Pityriasis rosea (Pit-ih-RYE-ah-sis Ro-ZEA) is a rash that can occur at any age but it occurs most commonly in people between the ages of 10 and 35 years. The rash can last from several weeks to several months. Usually there are no permanent marks as a result of this disease, although some darker-skinned persons may develop long-lasting flat brown spots that eventually fade.
The condition often begins as a large, single pink patch on the chest or back. This patch may be scaly and is called a "herald" or "mother" patch. Often the person with this condition will think this patch is ringworm and will apply creams that are used to treat fungus. This will not help since a fungus does not cause the rash.
Within a week or two, more pink patches (sometimes hundreds of them!) appear on the body and on the arms and legs. Patches may also occur on the neck, and though rare, the face. These spots usually are smaller than the "herald" patch and may also be mistaken for ringworm. The patches are oval and often form a pattern over the back that resembles the outline of a Christmas tree. Sometimes the disease can produce a more severe and widespread skin eruption. About half the patients will have some itching, especially when they become over-heated.
Occasionally there may be other symptoms, including tiredness and aching. The rash usually fades and disappears within six to eight weeks, but can sometimes last much longer. Physical activity—like jogging and running, or bathing in hot water—may cause the rash to temporarily worsen or reappear. In some cases, the patches will reappear up to several weeks after the first episode and can continue for many months.
The cause is unknown. It is not caused by a fungus or bacteria. It also is not due to any type of allergy. Pityriasis rosea is not a sign of any internal disease.
A virus may cause a rash. Like other known viral diseases, pityriasis rosea usually occurs only once in an individual, and occasionally makes those affected feel slightly ill. But the virus theory has not been proven. Unlike many viruses, however, pityriasis rosea does not seem to spread from person to person.
Diagnosis is usually made by a dermatologist, a physician with special training in skin diseases. Pityriasis rosea usually affects the back, neck, chest, abdomen, upper arms and legs. The rash may differ from person to person, making the diagnosis more difficult.
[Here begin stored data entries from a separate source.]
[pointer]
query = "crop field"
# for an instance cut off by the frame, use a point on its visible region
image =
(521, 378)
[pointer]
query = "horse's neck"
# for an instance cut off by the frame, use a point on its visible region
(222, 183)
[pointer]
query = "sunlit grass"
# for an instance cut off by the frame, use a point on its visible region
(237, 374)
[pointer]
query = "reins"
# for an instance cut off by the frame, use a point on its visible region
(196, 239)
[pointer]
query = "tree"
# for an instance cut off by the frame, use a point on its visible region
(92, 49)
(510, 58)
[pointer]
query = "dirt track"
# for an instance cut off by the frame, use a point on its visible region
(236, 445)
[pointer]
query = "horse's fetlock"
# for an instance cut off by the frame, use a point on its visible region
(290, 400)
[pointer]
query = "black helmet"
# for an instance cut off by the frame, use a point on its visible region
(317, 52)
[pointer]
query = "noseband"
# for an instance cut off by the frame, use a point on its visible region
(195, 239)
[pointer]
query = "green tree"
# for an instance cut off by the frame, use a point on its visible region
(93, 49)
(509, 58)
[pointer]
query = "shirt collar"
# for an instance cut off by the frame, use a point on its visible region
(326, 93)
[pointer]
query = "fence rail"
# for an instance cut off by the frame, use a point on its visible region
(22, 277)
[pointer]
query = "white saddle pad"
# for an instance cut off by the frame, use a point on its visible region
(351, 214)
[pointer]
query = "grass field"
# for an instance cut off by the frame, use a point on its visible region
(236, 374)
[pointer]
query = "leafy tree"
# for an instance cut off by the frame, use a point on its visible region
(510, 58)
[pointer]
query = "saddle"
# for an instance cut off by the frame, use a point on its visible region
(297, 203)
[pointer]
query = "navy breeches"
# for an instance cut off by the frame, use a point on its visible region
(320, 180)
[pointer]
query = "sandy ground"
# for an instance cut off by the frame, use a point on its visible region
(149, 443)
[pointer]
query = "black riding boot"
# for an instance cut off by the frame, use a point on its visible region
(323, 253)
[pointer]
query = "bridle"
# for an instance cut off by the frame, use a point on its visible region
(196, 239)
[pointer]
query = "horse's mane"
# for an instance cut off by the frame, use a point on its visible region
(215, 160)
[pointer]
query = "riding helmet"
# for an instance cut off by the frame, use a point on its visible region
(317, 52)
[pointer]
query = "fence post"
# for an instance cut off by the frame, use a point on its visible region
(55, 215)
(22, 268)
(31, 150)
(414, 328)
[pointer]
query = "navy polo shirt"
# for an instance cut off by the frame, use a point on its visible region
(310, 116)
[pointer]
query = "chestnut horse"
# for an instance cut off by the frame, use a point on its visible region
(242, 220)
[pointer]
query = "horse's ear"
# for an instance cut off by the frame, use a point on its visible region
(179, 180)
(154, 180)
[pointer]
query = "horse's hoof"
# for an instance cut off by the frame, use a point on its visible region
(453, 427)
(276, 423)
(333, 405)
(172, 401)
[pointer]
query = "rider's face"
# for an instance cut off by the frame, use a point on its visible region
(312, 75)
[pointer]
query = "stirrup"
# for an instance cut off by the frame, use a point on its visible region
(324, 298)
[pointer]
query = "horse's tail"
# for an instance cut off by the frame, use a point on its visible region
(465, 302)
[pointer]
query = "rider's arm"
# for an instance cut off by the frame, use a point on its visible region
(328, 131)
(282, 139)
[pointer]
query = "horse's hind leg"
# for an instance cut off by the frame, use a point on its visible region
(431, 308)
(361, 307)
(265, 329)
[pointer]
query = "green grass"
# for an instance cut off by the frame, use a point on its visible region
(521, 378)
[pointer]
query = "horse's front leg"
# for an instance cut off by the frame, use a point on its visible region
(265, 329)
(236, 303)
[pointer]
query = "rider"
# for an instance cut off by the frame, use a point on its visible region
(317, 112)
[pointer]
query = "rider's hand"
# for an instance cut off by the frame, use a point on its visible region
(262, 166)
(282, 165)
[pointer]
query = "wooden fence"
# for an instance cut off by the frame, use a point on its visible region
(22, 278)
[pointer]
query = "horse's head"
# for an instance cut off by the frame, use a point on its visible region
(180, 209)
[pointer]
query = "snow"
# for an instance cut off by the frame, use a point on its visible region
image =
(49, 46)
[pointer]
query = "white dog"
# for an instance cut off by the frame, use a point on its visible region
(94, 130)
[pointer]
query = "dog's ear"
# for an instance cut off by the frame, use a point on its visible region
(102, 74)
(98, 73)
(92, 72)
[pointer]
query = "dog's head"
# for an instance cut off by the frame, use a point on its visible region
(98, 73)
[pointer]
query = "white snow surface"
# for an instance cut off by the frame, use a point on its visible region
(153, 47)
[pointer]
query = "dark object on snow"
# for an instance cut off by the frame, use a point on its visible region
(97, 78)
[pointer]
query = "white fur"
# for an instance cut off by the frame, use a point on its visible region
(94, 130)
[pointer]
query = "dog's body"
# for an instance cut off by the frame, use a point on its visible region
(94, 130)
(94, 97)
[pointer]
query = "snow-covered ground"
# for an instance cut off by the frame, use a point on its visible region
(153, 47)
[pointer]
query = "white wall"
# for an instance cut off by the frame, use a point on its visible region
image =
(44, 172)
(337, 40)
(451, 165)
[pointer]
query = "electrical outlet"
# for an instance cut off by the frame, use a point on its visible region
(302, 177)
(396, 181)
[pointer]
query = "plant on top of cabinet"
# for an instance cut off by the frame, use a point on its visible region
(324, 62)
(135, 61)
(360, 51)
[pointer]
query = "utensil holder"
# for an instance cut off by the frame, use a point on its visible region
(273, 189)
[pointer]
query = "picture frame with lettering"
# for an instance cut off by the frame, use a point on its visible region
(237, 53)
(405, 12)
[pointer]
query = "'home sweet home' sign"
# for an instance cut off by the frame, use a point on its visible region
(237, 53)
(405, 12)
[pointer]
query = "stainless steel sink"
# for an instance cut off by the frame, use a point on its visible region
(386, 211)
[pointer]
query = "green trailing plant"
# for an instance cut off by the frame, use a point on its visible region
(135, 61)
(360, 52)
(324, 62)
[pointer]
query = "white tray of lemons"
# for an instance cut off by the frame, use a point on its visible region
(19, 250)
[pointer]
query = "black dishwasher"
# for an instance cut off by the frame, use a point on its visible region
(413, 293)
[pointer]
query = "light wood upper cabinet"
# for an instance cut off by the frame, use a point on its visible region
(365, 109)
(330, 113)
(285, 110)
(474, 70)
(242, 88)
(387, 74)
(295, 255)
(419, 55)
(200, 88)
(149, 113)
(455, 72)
The numbers and sizes of the spots can also vary and occasionally the rash can be found in an unusual location, such as the lower body or on the face. Fungus infections, like ringworm, may resemble this rash. Reactions to certain medications, such as antibiotics, "water pills" and heart medications can also look the same as pityriasis rosea.
The dermatologist may order blood tests, scrape the skin or take a sample from one of the spots (skin biopsy) and examine it under a microscope to make the diagnosis.
Treatment may include external or internal medications for itching. Soothing medicated lotions and lubricants may be prescribed. Lukewarm rather than hot baths may be suggested. Strenuous activity that could aggravate the rash should be avoided. Ultraviolet light treatments given under the supervision of a dermatologist may be helpful.
Occasionally anti-inflammatory medications such as corticosteriods may be necessary to stop itching or make the rash go away. Patients should be reassured that this disease is not a dangerous skin condition even if it occurs during pregnancy.
Remember that pityriasis rosea is a common skin disorder and is usually mild. Most cases usually do not need treatment and fortunately even the most severe cases eventually go away.